In terms of common worries towards food safety, Austin’s colleague Mire came to China three years ago, giving one solution to the problem is following locals or browsing restaurants rating website like Dianping, “I saw locals eating in restaurants, and they don’t die, if they got sick or food poisoning, they probably won’t go there again, or leave bad comments on the website Dianping.”

Apart from chronic problems in China, they discovers more recent ones. When enjoying the convenience of shared bikes and wide-spread delivery food ordering systems, they hate the mess of bike misplacing on pavements, and they feel guilty to produce plastic wastes by ordering delivery food. After all, Austin is glad he became one member in China to experience its rapid development and he thinks part of 21 century in the future would be China’s century.

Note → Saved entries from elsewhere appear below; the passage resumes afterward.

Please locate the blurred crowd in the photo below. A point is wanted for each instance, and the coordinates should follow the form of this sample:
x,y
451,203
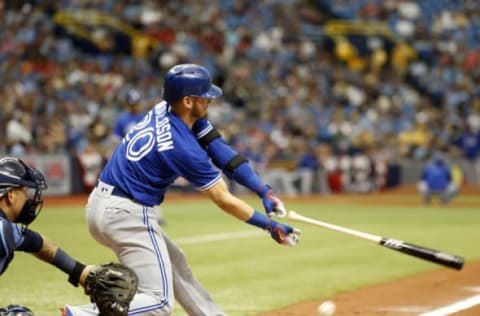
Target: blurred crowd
x,y
313,108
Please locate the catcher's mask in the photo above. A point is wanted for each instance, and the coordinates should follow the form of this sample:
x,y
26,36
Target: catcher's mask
x,y
16,310
14,173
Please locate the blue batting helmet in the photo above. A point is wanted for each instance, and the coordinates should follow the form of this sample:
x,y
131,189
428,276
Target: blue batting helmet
x,y
189,80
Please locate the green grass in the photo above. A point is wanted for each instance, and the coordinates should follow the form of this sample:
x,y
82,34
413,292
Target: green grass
x,y
253,274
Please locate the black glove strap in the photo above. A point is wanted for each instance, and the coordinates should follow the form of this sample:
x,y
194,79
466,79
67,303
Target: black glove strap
x,y
74,276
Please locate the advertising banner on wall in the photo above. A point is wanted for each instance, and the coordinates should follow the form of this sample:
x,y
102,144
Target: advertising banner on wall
x,y
57,172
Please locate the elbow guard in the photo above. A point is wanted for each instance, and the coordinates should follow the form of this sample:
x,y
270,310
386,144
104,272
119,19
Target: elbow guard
x,y
233,165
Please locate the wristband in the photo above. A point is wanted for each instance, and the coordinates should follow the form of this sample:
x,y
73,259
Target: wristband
x,y
74,276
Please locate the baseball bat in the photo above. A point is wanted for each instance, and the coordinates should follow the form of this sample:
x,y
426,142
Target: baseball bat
x,y
424,253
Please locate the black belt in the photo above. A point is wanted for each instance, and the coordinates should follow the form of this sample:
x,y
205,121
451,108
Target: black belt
x,y
119,192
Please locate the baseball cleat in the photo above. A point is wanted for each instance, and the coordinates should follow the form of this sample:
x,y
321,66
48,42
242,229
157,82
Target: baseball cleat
x,y
66,311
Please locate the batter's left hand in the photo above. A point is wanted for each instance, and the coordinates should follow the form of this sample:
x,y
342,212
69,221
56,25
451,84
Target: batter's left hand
x,y
284,234
272,204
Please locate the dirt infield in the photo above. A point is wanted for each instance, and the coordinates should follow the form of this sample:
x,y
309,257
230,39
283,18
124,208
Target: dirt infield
x,y
410,296
439,293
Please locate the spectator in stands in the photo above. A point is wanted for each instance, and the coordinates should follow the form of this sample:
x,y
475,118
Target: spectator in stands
x,y
307,167
469,144
436,180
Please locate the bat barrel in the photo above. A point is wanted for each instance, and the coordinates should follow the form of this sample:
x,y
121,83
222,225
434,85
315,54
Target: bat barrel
x,y
428,254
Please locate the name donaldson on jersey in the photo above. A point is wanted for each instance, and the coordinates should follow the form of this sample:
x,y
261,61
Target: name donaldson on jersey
x,y
162,129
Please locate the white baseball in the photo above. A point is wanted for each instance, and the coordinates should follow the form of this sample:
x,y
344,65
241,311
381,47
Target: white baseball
x,y
327,308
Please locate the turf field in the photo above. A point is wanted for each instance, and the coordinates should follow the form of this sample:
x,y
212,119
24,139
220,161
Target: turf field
x,y
245,270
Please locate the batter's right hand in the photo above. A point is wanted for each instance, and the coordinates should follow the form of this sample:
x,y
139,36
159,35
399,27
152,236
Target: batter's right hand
x,y
272,204
284,234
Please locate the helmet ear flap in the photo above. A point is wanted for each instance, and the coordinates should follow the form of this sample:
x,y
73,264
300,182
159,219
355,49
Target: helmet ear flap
x,y
189,80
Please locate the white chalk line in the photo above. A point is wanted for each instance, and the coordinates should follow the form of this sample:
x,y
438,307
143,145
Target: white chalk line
x,y
218,237
454,308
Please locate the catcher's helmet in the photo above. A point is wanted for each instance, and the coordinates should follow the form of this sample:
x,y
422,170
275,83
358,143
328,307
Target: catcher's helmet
x,y
15,173
189,80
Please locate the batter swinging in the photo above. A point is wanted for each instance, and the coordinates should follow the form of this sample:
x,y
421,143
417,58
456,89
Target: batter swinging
x,y
174,139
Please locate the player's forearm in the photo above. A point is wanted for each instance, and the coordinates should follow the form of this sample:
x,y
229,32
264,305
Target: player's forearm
x,y
229,203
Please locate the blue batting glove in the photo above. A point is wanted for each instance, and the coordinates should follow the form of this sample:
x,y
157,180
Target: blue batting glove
x,y
272,204
283,234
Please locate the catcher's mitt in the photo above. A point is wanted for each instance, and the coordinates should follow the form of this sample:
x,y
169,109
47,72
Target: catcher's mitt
x,y
111,287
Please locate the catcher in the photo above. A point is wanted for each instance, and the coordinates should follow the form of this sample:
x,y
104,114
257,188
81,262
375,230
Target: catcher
x,y
110,286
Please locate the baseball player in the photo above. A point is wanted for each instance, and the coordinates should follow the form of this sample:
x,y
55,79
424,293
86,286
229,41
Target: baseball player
x,y
436,180
174,139
21,189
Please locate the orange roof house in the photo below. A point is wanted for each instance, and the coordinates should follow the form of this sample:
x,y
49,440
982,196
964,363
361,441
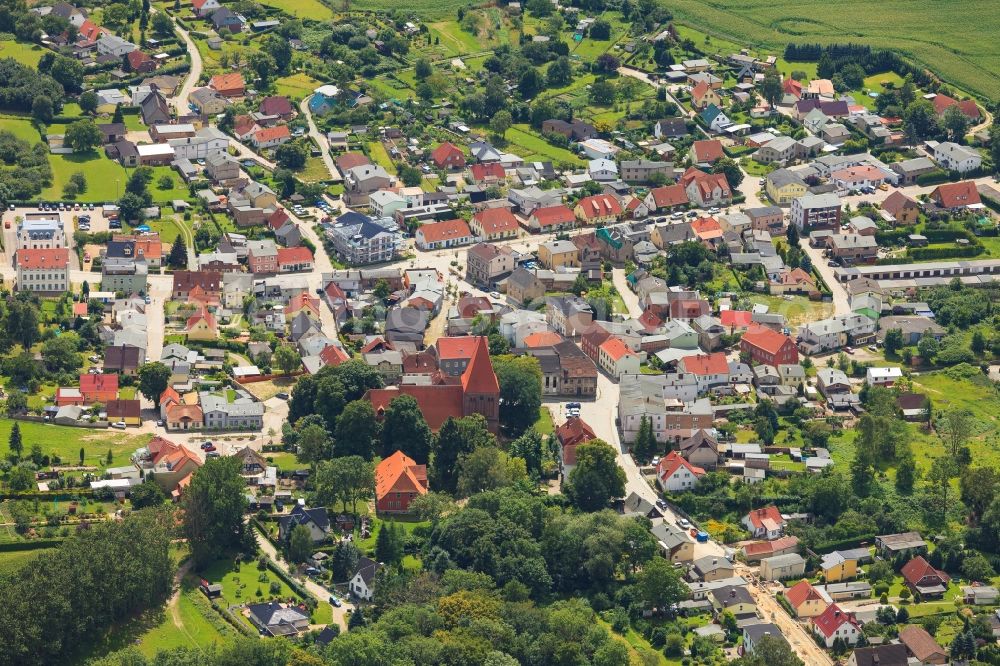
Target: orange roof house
x,y
570,435
494,224
228,85
98,388
398,481
448,156
474,391
950,195
767,346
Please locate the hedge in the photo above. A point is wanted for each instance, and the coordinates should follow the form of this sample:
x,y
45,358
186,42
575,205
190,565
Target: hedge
x,y
925,253
36,544
935,177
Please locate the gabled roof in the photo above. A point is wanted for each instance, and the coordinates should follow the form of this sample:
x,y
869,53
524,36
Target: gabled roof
x,y
832,619
766,339
400,474
802,592
673,462
496,220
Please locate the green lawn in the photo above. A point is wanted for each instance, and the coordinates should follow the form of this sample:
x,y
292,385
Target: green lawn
x,y
66,442
21,127
378,155
105,178
531,146
304,9
797,309
956,42
26,54
296,86
189,627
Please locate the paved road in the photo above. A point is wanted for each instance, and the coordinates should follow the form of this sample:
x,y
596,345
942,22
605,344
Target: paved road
x,y
321,594
180,100
320,140
796,634
841,305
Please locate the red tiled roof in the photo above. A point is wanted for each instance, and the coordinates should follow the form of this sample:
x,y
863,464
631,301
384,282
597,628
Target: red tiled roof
x,y
615,348
491,170
669,196
437,402
271,133
231,81
600,205
674,461
333,355
737,318
706,228
445,151
766,339
542,339
708,150
574,431
496,220
706,364
400,474
436,232
479,376
551,215
33,258
758,516
832,619
802,592
956,195
276,106
90,383
294,255
917,568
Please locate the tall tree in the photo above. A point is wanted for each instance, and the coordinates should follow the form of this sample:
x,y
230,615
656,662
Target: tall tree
x,y
178,253
596,479
153,380
214,503
404,429
357,430
350,479
15,442
456,438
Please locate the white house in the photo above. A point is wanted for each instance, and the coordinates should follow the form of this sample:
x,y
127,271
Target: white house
x,y
883,376
362,584
675,474
602,169
958,158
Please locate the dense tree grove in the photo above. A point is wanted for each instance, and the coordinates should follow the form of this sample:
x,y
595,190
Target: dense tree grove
x,y
104,574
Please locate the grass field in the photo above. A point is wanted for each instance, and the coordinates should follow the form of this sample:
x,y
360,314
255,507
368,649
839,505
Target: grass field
x,y
954,41
26,54
21,127
105,179
305,9
534,147
296,86
66,442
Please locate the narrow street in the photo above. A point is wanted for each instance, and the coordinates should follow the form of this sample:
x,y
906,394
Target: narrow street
x,y
796,634
321,594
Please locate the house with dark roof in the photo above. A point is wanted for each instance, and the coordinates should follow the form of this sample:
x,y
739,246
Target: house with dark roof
x,y
315,519
276,619
362,583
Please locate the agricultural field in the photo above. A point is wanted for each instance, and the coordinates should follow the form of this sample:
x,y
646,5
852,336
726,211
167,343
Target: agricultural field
x,y
534,147
26,54
296,87
305,9
105,178
937,35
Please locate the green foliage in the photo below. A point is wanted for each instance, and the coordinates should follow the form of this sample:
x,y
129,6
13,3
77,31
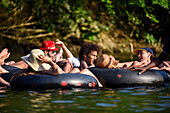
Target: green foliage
x,y
75,16
150,39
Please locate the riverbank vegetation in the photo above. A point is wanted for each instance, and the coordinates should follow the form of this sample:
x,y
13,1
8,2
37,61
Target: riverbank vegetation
x,y
116,25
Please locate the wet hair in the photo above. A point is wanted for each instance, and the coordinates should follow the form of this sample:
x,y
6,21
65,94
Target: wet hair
x,y
87,48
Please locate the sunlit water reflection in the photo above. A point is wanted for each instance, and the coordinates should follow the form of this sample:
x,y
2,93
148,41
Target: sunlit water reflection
x,y
136,99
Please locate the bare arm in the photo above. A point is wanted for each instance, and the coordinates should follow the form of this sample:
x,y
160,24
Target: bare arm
x,y
156,62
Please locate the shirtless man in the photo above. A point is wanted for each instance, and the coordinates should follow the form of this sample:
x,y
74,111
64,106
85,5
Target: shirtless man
x,y
87,54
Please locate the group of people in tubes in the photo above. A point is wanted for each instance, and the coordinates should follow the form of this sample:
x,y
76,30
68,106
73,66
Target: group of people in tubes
x,y
48,59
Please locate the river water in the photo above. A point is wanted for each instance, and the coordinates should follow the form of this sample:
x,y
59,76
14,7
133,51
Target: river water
x,y
121,100
132,100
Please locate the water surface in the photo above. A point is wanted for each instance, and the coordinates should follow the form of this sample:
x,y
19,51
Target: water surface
x,y
132,100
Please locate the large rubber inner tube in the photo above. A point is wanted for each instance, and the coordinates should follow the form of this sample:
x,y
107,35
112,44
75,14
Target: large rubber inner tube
x,y
43,82
7,76
112,78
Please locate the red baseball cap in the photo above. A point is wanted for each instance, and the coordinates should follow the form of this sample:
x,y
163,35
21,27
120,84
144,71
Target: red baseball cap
x,y
48,45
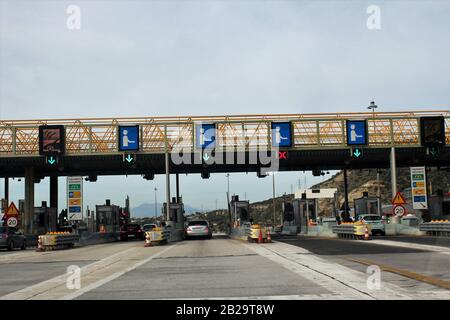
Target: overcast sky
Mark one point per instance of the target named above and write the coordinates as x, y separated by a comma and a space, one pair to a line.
154, 58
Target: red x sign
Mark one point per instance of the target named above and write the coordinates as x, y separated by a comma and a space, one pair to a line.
282, 155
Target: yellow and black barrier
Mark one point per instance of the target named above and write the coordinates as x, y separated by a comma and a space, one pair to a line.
257, 233
157, 236
436, 228
57, 241
353, 230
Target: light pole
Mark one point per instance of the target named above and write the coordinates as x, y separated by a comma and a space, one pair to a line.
156, 204
228, 187
273, 197
372, 107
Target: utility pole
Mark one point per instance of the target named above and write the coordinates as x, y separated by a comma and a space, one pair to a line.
156, 204
372, 107
273, 196
228, 187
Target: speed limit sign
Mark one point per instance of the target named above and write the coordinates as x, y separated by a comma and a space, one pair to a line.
399, 211
11, 222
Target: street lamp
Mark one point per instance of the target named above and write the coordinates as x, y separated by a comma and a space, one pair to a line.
228, 187
372, 107
156, 204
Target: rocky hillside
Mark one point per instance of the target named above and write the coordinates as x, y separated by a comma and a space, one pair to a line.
359, 181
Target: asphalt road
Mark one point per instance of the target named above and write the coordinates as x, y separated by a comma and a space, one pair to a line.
291, 268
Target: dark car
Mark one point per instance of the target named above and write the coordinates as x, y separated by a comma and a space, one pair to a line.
149, 227
198, 228
131, 231
11, 238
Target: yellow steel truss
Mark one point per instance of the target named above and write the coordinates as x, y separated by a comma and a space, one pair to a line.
99, 136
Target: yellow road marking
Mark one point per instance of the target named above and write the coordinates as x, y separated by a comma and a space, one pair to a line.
405, 273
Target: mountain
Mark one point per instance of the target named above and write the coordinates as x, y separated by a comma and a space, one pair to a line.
359, 181
148, 210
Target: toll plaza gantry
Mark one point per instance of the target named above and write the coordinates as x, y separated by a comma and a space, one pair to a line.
35, 149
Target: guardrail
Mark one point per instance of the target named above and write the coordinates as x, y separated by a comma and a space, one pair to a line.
350, 230
57, 240
436, 228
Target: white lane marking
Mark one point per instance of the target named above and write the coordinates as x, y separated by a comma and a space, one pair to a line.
116, 275
56, 281
325, 296
332, 276
410, 245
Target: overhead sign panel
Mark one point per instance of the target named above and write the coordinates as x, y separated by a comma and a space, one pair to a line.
356, 132
74, 198
51, 140
419, 188
205, 136
432, 131
281, 134
128, 138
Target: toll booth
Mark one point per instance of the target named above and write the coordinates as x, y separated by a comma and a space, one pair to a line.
108, 216
304, 210
439, 206
240, 210
176, 212
45, 219
366, 205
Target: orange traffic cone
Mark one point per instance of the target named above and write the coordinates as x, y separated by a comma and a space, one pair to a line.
269, 239
366, 234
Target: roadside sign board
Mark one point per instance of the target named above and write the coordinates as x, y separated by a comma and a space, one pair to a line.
281, 134
419, 188
205, 134
74, 198
11, 216
51, 140
12, 222
356, 132
399, 210
12, 210
398, 199
129, 138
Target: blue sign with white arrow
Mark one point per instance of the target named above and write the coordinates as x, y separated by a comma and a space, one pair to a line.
206, 136
128, 138
356, 132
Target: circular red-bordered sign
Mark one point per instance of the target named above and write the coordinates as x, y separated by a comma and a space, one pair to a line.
399, 211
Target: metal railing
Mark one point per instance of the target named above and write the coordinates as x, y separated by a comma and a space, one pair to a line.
310, 131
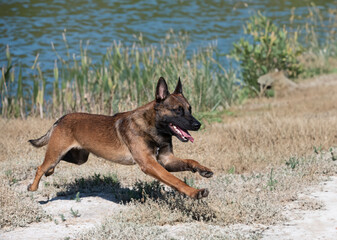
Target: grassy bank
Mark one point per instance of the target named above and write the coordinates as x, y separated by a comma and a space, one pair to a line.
125, 77
263, 155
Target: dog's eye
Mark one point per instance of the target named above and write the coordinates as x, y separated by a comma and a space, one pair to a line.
179, 110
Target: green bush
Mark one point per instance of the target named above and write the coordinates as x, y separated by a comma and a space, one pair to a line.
267, 47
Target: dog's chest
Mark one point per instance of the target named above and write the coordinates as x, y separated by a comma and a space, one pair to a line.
125, 160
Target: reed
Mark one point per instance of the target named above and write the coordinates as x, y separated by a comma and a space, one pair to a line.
122, 79
125, 76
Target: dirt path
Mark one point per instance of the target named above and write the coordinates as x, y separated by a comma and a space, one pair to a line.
92, 210
318, 224
313, 224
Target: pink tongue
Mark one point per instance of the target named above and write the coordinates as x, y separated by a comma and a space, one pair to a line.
186, 135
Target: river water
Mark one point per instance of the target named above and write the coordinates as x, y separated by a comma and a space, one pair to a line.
29, 27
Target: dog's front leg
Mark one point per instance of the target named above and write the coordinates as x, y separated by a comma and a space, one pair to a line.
174, 164
150, 166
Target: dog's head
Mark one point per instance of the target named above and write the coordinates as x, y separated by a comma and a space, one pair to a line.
174, 113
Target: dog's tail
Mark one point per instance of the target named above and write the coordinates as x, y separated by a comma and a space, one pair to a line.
40, 142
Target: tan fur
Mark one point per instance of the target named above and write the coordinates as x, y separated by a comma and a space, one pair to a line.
125, 138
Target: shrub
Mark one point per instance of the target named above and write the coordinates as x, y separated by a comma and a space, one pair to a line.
266, 48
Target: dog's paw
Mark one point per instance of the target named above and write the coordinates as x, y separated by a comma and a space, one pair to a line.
206, 174
29, 188
202, 193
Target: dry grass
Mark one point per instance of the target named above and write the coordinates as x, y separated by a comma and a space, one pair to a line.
248, 152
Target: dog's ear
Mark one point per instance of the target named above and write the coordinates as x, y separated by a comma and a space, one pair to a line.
161, 90
179, 88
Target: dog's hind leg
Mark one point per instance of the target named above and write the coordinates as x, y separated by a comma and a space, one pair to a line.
173, 164
55, 150
76, 156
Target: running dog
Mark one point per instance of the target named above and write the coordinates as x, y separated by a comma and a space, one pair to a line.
142, 136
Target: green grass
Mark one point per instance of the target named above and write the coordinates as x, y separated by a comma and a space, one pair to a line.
124, 77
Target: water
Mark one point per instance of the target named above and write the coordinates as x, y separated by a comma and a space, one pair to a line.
29, 27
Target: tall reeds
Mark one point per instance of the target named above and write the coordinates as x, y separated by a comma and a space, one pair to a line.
122, 79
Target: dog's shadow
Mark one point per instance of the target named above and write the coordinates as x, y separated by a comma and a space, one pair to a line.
108, 188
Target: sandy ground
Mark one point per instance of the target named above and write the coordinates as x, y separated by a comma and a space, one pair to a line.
319, 224
313, 224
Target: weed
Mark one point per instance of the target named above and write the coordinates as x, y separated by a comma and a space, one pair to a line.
77, 197
63, 219
292, 162
190, 182
271, 181
333, 157
271, 49
232, 170
318, 149
75, 213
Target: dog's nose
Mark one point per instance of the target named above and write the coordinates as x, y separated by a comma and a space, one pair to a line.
196, 125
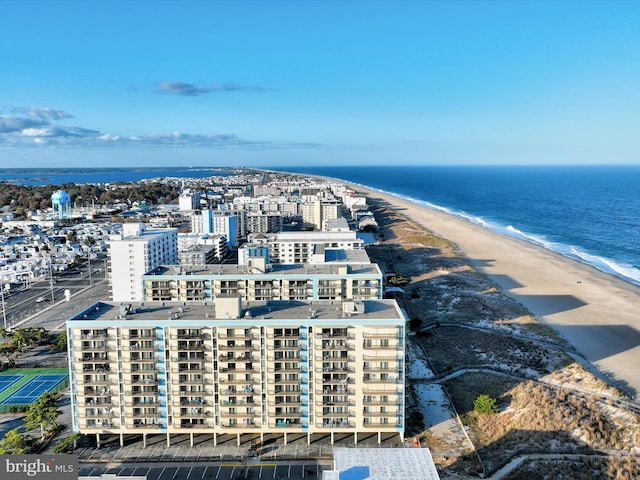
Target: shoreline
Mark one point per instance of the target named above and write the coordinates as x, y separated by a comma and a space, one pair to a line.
595, 311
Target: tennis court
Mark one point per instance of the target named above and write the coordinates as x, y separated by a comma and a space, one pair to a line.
31, 391
7, 380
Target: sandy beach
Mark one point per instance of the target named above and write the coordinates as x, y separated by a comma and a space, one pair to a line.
596, 312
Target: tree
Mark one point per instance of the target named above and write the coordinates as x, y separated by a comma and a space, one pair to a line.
42, 413
14, 443
485, 404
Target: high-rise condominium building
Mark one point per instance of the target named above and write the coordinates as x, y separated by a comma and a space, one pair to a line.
134, 252
227, 367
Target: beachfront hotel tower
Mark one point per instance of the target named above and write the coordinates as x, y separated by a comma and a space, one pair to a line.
229, 367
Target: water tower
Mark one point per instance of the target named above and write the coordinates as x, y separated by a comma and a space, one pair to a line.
61, 204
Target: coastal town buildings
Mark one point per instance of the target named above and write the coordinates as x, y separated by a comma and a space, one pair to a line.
259, 281
234, 367
293, 338
301, 247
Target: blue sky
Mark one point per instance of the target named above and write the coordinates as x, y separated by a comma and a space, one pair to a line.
270, 83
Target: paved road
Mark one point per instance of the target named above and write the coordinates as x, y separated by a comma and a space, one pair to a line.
22, 308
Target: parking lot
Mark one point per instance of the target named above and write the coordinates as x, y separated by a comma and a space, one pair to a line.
251, 469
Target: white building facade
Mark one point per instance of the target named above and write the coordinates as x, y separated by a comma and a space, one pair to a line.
136, 251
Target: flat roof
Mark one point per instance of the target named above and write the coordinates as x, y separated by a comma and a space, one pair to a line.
382, 464
319, 310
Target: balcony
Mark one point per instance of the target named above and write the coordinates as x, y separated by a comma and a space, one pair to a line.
381, 390
330, 381
190, 348
186, 403
142, 360
239, 370
188, 336
139, 336
94, 348
336, 390
336, 403
373, 346
225, 414
377, 403
186, 414
141, 426
382, 358
247, 390
95, 381
93, 359
91, 392
247, 357
337, 347
239, 336
389, 369
146, 414
143, 381
344, 369
152, 391
188, 381
94, 414
101, 426
284, 403
241, 426
193, 425
142, 404
382, 425
229, 403
140, 371
285, 370
93, 336
336, 335
283, 381
237, 381
389, 335
293, 423
343, 414
336, 423
283, 336
102, 402
191, 369
248, 348
389, 380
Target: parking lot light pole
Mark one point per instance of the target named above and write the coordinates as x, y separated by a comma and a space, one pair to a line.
53, 299
4, 312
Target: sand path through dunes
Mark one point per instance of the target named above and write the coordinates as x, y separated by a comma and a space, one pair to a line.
598, 313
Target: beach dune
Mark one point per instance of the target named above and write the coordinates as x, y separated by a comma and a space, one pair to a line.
598, 313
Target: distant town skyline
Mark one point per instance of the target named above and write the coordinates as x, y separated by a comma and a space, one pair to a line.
281, 83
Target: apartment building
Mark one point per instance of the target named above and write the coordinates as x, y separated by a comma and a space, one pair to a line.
134, 252
259, 281
299, 247
232, 367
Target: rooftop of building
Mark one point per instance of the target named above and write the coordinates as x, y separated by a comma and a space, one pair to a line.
271, 310
382, 464
303, 269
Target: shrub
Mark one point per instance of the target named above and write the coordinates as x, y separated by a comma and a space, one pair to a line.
66, 445
485, 404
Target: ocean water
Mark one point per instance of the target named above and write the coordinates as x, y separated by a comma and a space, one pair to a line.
588, 213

Austin went through the difficulty to conquer language barriers, when he had to order the same food every day in university canteen until he referred to dictionary about its Chinese menus. He had a fight with his wife’s uncle when her uncle said something racist to his wife and him, and it was hard for him to have heart-to-heart conversation with his Chinese family. He visited his friend’s home few years ago, a cave located in rural area of Gansu, where there were no skyscrapers, no highways, no electricity until year 2008, even no tap water that local people collected water from wills. If he chose Hong Kong on his exchange program in 2011, he would never have so much diversified experience in China. “You never have to worry about running out of your stories here in China.”

Although his camera was stolen in town, he recently updates few travel episodes shot by phone. Austin is working on getting an international teaching certification allowing him to teach in Madrid, where his friend owns an international school. He would be back to China after spending few years in Spain. “Hope at that time, public transports in Chengdu will be more mature to ease traffic jams.”

As for “The Food Ranger”, James updated few episodes about local food in Chengdu on YouTube, recently he is on his journey to Japan, he said to YouTube subscribers in an Q&A videos that one year later, he will marry Ting, “I would keep traveling and keep creating contents for you, I make stories for you guys, try to show you how friendly this world is, and how amazing the food is.”